De Rossi: un addio doloroso ed inaspettato

Martedì scorso, Daniele De Rossi ha comunicato a tutto il mondo il suo addio alla Roma. La sorprendente decisione non è stata sua, ma della società, che ha preferito non rinnovargli il contratto, in scadenza il prossimo 30 giugno.

La mia personale via crucis

Da quel giorno, è iniziata per me un lungo ed estenuante avvicinamento alla sua ultima partita in maglia giallorossa. Una sorta di personale via crucis, che mi sta conducendo fino a Roma-Parma di domenica sera.

Non faccio altro che pensare a lui e a quanto sia stato importante per me, negli ultimi anni, averlo nella mia squadra del cuore. Mi proietto mentalmente immagini del passato, in cui lui è stato protagonista, in campo e fuori.

Sono stati tanti i momenti belli passati insieme. D’altronde, 18 anni sono un lasso di tempo considerevole. Ci sono matrimoni che durano molto meno ormai. Eppure, se non fosse stato per una società meschina ed incompetente, saremmo ancora destinati a stare insieme per un altro po’. E non dovremmo già dirci addio.

Scrivere per metabolizzare il suo addio

E allora, per cercare di elaborare il lutto, sto scrivendo più del solito. Racconto di lui, delle sue gesta, di come riusciva a rappresentarci tutti senza nemmeno sforzarsi più di tanto. Era la sua natura, l’unico modo che conosceva di vivere ed esprimersi.
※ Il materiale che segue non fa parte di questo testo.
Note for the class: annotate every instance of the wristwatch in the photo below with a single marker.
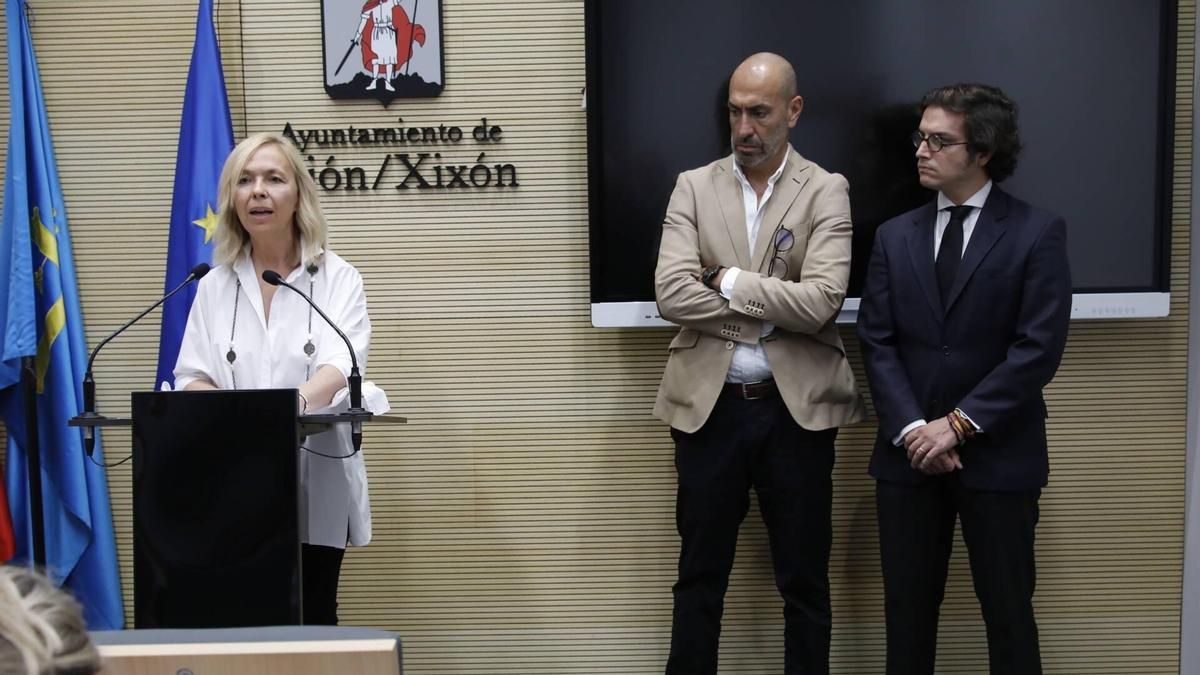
(709, 274)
Daniele è stato probabilmente il giocatore più romanista che io abbia mai visto. Forse il calciatore più legato alla propria squadra che sia mai esistito. Di sicuro, non ce ne sarà un altro come lui. Un altro che riesca ad incarnare così bene un sentimento tanto forte ed intenso come il romanismo (https://www.differentmagazine.it/lamore-ai-tempi-del-derby-di-roma/).

Lo ammetto, il mio dolore è frutto anche delle modalità con cui questo addio si è consumato. Veloce, inaspettato, spietato. Non è vero che se una cosa avviene improvvisamente, senza che tu te ne possa nemmeno accorgere, ti fa meno male. A volte, è più difficile accettarla. E così, in seguito, ti consuma lentamente.
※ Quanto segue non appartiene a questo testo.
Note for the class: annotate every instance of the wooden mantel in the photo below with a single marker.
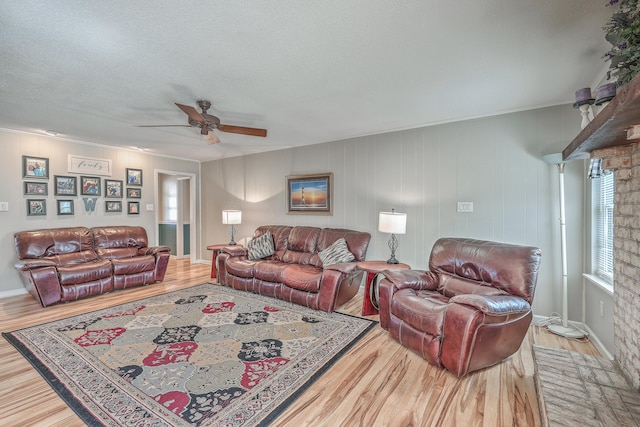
(609, 127)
Perché l’incredulità si somma alla tristezza, creando soprattutto rabbia. Rabbia per come le cose sarebbero potute andare. Per come sembrava che tutto stesse andando bene. E per come niente faceva presagire quello che poi è effettivamente successo. Rabbia nei confronti del destino beffardo e di chi lo ha portato effettivamente a compimento.

E quindi, per non disperarmi e lasciarmi annegare in questa vile commiserazione, scrivo. E spero che mi basti per superare indenne questa maledetta settimana. La settimana che mi porterà a separarmi da uno dei miei idoli di infanzia. Uno dei miei punti di riferimento assoluti ed inamovibili. L’unico che era ancora in grado di darmi forza quando vedevo la Roma in difficoltà. E che riusciva a rassicurarmi nonostante tutto.